Background: Microbicides are in development for reproductive tract infections (RTIs). However, little is known about attitudes towards microcbicide preference and involvement of the father-of-the-baby (FOB) and grandmothers about microbicide use among pregnant adolescents and young women.
Methods: Adolescents and young women in the second or third trimester of pregnancy were recruited from NYC clinics to complete a survey. Bivariate models tested relevant independent variables (e.g., age, previous RTIs, use of vaginal product or ring) hypothesized to have an effect on product preference (gel or ring) or involvement of the FOB and grandmother.

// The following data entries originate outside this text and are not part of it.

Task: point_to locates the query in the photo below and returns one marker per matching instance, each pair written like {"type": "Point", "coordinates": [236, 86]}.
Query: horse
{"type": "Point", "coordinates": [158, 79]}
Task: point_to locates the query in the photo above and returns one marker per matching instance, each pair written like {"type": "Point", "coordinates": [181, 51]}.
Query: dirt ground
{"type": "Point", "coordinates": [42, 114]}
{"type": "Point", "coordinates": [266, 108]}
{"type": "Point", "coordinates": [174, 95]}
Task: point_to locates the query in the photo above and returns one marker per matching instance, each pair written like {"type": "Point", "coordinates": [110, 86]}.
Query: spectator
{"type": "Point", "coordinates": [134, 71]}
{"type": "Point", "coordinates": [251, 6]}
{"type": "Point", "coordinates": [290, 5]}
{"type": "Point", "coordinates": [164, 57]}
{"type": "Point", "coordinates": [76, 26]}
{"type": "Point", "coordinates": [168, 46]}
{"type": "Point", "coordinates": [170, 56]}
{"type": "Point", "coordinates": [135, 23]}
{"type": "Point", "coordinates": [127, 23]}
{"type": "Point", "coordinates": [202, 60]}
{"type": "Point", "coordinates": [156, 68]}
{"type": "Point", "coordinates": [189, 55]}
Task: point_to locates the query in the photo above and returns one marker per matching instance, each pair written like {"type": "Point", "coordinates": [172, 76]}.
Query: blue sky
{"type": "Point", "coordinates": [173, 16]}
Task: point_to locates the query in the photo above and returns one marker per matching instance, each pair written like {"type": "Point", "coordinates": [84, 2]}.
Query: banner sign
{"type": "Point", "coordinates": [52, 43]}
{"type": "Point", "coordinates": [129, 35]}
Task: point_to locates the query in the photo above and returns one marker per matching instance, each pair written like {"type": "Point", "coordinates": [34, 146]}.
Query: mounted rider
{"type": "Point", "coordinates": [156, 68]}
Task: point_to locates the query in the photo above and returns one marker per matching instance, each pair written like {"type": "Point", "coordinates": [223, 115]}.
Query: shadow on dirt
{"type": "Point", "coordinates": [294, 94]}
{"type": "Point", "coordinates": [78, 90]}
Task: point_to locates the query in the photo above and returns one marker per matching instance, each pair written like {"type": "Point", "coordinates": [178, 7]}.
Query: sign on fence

Results: Of N=116 participants, 66% were ≤21 years and 97% were Hispanic. A prior RTI was reported by 41% (n=47) with 29% (n=32) reporting a prior yeast infection. Most preferred a gel-filled applicator (63%, n=69) to prevent or treat BV instead of a vaginal ring. No independent variables predicted product preference. Majority reported that: the FOB (79%) or grandmother (76%) would discuss the product; the FOB (82%) or grandmother (76%) would give reminders to use the product; the FOB (80%) or grandmother (74%) would go to the store to get the product; the FOB (79%) or grandmother (71%) would support use of the product; and the FOB (59%) or grandmother (44%) would help insert the product. Those who would involve the FOB in discussions, reminders, going to store, supporting use, and/or inserting the product, are also likely to involve the grandmother in those activities (p<0.001). Those with lack of a prior RTI were more likely to ask the FOB for reminders (p=0.025).
Conclusions: Adolescent and young women in their 2nd and 3rd trimester of pregnancy would prefer a vaginal gel to manage BV, and are likely to involve the FOBs and grandmothers in microbicide use. Those who would not involve FOBs and grandmothers may need more directed support with use.